Starting this fall, students at San Francisco Unified School District will no longer have the option of chocolate milk in school lunches. The California district said it has banned the beverage due to its added sugar and extra calories.

“We’ve always gotten a lot of calls and complaints from parents because it adds a lot of sugar to kids’ diets,” says Libby Albert, director of school nutrition services for the district.

Last year, the district piloted eliminating chocolate milk at five schools. While Albert says the change affected milk consumption at first, students didn’t take long to get used to it.

“What we found over the year is that initially the kids didn’t select the [plain] milk ... but it pretty quickly went back to was before,” she says.

SFUSD officials say they found no decrease in the number of milk cartons kids took at two of the pilot schools, and only a slight decrease in the other three.
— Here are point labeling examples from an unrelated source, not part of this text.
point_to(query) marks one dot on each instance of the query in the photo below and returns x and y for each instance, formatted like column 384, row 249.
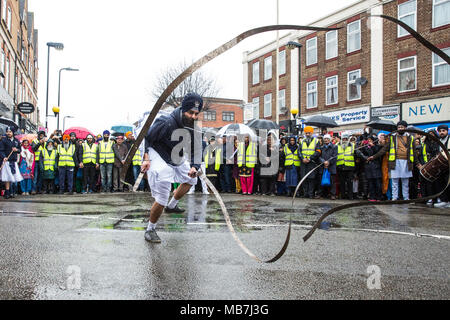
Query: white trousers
column 161, row 176
column 405, row 188
column 204, row 186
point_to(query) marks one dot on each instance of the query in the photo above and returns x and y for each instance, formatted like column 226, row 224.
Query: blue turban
column 192, row 101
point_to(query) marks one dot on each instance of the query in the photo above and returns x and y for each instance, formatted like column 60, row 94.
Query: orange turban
column 309, row 129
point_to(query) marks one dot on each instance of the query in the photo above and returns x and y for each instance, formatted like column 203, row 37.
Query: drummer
column 443, row 200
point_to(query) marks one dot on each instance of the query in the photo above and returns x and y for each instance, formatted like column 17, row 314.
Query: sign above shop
column 426, row 111
column 26, row 107
column 391, row 113
column 350, row 116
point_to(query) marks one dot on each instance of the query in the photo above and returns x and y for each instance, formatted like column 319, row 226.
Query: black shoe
column 174, row 210
column 151, row 236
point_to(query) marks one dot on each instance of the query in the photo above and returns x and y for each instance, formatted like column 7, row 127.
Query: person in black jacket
column 9, row 151
column 168, row 162
column 372, row 168
column 329, row 158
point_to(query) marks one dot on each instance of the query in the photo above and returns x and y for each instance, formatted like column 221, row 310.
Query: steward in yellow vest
column 346, row 166
column 88, row 163
column 48, row 167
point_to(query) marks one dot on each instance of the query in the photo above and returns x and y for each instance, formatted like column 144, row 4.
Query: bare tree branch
column 198, row 82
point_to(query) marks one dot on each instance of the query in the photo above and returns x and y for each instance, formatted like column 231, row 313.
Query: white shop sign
column 391, row 113
column 350, row 116
column 424, row 111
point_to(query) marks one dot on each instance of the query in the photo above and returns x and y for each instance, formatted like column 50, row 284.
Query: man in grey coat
column 328, row 158
column 120, row 153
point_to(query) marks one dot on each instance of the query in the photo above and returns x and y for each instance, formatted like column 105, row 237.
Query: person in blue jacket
column 165, row 163
column 9, row 151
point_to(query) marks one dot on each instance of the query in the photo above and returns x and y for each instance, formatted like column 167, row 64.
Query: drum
column 435, row 168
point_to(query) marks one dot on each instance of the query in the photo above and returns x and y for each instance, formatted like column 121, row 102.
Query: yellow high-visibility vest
column 346, row 157
column 89, row 153
column 49, row 159
column 37, row 154
column 392, row 154
column 66, row 156
column 218, row 160
column 308, row 151
column 106, row 152
column 424, row 150
column 291, row 157
column 250, row 155
column 137, row 158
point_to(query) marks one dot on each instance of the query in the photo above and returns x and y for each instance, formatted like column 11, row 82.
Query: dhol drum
column 434, row 168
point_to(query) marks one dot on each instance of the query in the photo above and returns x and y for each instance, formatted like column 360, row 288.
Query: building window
column 2, row 69
column 311, row 51
column 228, row 116
column 441, row 13
column 267, row 105
column 268, row 68
column 255, row 102
column 9, row 19
column 407, row 14
column 354, row 36
column 331, row 46
column 407, row 74
column 255, row 77
column 441, row 70
column 311, row 93
column 4, row 10
column 353, row 90
column 281, row 100
column 332, row 90
column 7, row 74
column 209, row 116
column 282, row 62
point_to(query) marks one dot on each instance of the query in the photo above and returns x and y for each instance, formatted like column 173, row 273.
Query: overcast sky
column 120, row 47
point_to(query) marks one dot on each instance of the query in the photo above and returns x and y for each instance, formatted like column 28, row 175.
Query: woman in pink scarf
column 26, row 167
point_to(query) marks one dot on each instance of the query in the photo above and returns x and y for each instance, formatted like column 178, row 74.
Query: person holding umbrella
column 309, row 152
column 38, row 146
column 67, row 159
column 9, row 151
column 291, row 164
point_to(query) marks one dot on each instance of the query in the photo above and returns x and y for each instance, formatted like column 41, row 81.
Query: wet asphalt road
column 92, row 247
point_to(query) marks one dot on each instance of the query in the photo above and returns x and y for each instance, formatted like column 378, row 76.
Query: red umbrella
column 79, row 131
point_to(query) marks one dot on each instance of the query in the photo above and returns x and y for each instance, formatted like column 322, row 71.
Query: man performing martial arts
column 161, row 165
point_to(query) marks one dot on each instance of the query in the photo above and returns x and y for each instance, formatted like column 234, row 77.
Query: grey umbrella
column 262, row 124
column 386, row 125
column 321, row 122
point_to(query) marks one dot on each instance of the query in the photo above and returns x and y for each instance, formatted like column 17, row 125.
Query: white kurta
column 161, row 175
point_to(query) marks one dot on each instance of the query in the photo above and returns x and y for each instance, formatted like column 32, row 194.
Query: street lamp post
column 292, row 45
column 64, row 122
column 59, row 89
column 57, row 46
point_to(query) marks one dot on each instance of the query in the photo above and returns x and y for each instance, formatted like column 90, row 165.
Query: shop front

The actual ban will begin this fall at the district’s elementary and middle schools and will roll out to its high schools in the spring.

Not all students readily accept plain milk, however. A 2014 study by Cornell University showed that eliminating the chocolate variety can decrease milk consumption while causing increased waste and fewer student lunch purchases. Chocolate milk was added back to the menu at Los Angeles Unified School District after six years of its absence, after the district concluded that offering the beverage caused a 23% increase in milk consumption.